Ipersonnia, la recensione: il thriller con Stefano Accorsi su Prime Video

Ipersonnia, recensione

Un coraggioso debutto nel lungometraggio quello di Alberto Mascia, che con il suo Ipersonnia (trailer) tenta di introdurre nel panorama cinematografico italiano il genere dello sci-fi, attualmente quasi inesistente. È un esperimento interessante, dalla sceneggiatura innovativa – scritta insieme a Enrico Saccà – che ha vinto il premio Solinas Experimenta.

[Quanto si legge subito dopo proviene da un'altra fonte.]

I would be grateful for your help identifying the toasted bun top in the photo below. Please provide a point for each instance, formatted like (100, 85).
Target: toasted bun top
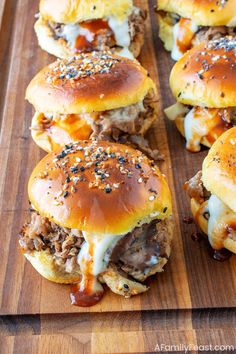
(89, 82)
(206, 75)
(99, 187)
(219, 168)
(203, 12)
(65, 11)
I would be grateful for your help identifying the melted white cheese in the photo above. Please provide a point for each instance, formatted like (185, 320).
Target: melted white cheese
(120, 30)
(72, 31)
(99, 245)
(125, 52)
(194, 130)
(217, 209)
(232, 22)
(177, 109)
(176, 53)
(125, 114)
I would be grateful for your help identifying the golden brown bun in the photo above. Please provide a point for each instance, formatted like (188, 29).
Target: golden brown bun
(203, 12)
(59, 47)
(124, 83)
(202, 77)
(44, 263)
(218, 172)
(65, 11)
(137, 196)
(219, 237)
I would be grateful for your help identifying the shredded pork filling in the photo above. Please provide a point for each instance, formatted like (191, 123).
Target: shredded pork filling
(135, 254)
(126, 125)
(196, 189)
(104, 38)
(200, 33)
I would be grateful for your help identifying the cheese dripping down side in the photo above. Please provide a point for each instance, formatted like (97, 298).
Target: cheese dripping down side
(199, 123)
(220, 214)
(183, 33)
(92, 261)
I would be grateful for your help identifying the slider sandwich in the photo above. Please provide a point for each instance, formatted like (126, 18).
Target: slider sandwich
(101, 213)
(186, 23)
(94, 95)
(203, 82)
(213, 193)
(65, 28)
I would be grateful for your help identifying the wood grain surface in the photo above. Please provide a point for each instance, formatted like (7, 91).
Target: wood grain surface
(192, 279)
(124, 332)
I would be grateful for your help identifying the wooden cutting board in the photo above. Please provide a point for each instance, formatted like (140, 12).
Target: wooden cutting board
(192, 279)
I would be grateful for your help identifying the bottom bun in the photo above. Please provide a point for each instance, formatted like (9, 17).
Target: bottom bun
(117, 280)
(44, 263)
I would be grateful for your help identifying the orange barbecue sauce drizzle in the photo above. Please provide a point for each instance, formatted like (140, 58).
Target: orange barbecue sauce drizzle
(88, 292)
(218, 129)
(185, 35)
(94, 26)
(62, 131)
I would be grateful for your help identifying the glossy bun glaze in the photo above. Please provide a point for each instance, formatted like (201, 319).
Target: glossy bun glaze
(65, 11)
(87, 83)
(219, 172)
(206, 75)
(203, 12)
(99, 187)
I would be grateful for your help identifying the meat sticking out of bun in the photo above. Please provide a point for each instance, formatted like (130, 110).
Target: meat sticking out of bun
(94, 95)
(65, 28)
(213, 193)
(203, 82)
(186, 23)
(101, 213)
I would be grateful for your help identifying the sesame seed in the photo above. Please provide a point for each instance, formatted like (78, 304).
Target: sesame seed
(152, 197)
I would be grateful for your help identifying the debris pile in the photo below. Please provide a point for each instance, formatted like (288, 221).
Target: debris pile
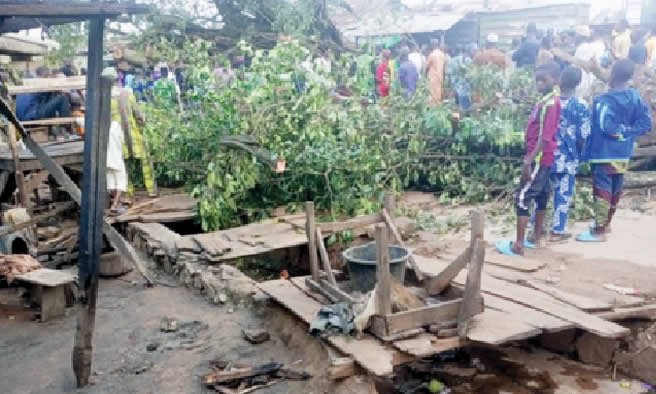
(12, 265)
(233, 378)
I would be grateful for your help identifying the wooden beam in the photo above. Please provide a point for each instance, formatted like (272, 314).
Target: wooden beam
(341, 368)
(383, 275)
(49, 122)
(472, 296)
(43, 85)
(360, 221)
(58, 9)
(23, 196)
(325, 260)
(310, 231)
(333, 293)
(437, 284)
(397, 237)
(420, 317)
(37, 219)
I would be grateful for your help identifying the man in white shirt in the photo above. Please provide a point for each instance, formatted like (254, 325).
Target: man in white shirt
(589, 49)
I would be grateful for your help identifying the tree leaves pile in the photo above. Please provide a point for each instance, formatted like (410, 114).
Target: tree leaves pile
(341, 152)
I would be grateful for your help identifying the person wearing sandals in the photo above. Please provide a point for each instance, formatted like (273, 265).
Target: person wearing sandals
(619, 117)
(573, 131)
(535, 185)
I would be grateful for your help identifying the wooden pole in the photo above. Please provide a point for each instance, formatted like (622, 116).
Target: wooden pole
(471, 299)
(383, 285)
(310, 230)
(97, 121)
(389, 204)
(324, 257)
(23, 197)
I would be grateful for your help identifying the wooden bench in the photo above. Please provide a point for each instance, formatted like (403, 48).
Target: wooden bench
(48, 290)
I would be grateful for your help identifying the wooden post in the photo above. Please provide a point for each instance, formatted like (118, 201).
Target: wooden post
(389, 204)
(97, 121)
(397, 237)
(477, 226)
(310, 230)
(472, 300)
(23, 196)
(383, 280)
(324, 257)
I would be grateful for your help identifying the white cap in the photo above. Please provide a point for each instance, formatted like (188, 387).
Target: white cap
(583, 31)
(492, 38)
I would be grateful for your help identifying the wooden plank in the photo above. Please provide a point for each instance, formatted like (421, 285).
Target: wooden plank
(37, 219)
(495, 328)
(341, 368)
(325, 288)
(437, 284)
(63, 10)
(383, 290)
(360, 221)
(368, 352)
(46, 277)
(646, 312)
(547, 304)
(23, 197)
(420, 317)
(524, 264)
(125, 249)
(310, 228)
(397, 237)
(470, 305)
(584, 303)
(530, 316)
(325, 260)
(428, 344)
(49, 122)
(42, 85)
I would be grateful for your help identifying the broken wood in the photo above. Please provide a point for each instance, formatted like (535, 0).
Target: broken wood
(415, 318)
(333, 293)
(397, 237)
(357, 222)
(428, 345)
(383, 285)
(341, 368)
(310, 230)
(584, 303)
(37, 219)
(646, 312)
(437, 284)
(470, 305)
(325, 260)
(124, 248)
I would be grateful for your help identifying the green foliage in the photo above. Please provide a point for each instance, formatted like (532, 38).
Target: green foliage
(72, 38)
(340, 152)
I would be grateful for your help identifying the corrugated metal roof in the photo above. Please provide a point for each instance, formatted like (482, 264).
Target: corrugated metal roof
(380, 17)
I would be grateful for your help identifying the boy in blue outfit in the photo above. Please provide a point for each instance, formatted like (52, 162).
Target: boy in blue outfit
(573, 130)
(619, 117)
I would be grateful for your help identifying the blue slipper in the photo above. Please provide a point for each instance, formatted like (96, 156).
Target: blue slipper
(588, 236)
(505, 247)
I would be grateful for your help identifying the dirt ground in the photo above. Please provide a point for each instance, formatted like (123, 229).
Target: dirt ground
(35, 357)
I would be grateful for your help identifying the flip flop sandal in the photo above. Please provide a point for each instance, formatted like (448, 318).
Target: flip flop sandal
(588, 236)
(559, 237)
(505, 247)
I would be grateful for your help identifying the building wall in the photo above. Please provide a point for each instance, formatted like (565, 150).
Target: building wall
(509, 25)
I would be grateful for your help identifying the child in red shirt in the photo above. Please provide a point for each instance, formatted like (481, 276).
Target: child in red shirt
(535, 185)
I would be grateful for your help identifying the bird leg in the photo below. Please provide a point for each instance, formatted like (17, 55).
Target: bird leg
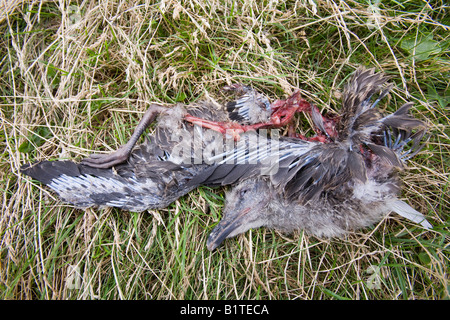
(121, 155)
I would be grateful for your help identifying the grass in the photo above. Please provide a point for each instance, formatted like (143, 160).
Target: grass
(75, 79)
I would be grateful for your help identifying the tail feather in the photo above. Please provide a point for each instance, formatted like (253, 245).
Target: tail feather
(85, 187)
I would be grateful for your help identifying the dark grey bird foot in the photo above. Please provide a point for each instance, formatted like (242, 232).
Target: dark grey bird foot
(104, 161)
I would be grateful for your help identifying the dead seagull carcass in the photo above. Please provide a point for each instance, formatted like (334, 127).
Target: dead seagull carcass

Nella realtà futuristica di Ipersonnia, i detenuti scontano la pena in un sonno profondo, con un sistema creato per ovviare il problema del sovraffollamento delle carceri. L’ipersonno sembra aver ridotto drasticamente il tasso di recidiva criminale, ma in realtà ha effetti devastanti su coloro i quali sono costretti a scontare la pena. Essi, infatti, sono traumatizzati dai sogni che la loro mente genera durante lo stato di incoscienza e per loro il confine tra sogno e veglia, realtà e allucinazione diventa sempre più labile. Essi vengono svegliati solo periodicamente, per essere sottoposti a un esame sulla loro incolumità, una pratica di cui si occupa lo psicologo David Damiani (Stefano Accorsi), che ne rimarrà profondamente coinvolto. Il caso di un paziente di cui vengono persi i dati relativi alla sua identità, innesca una serie di intrighi che travolgeranno la realtà di David e inevitabilmente anche della sua compagna, Viola (Katsiaryna Shulha).

Quello che accade al protagonista, per il modo in cui è costruita la narrazione che si intreccia costantemente al mondo dei ricordi e dei sogni, con l’inserimento di memorie fittizie, ricorda la struttura dei film di Christopher Nolan, in modo particolare Memento e InceptionÈ questa struttura, il rompicapo sperimentato da Mascia, che rende il film così coinvolgente. 

L’idea è interessante e incisiva e solleva riflessioni quanto mai attuali, parla di un mondo che ha smarrito il proprio senso critico, dove chi prova a opporsi a un sistema che di fatto annienta le menti, viene messo a tacere e reso un colpevole. Una colpa indottrinata nelle menti dei carcerati che non sanno più che cosa è vero e cosa non lo è, cosa è la realtà e cosa invece solo un terribile incubo. Eppure il film non convince del tutto e colpisce solo a metà: affida la narrazione alla sensibilità di noi spettatori, lasciandola infine po’ sospesa nel nulla.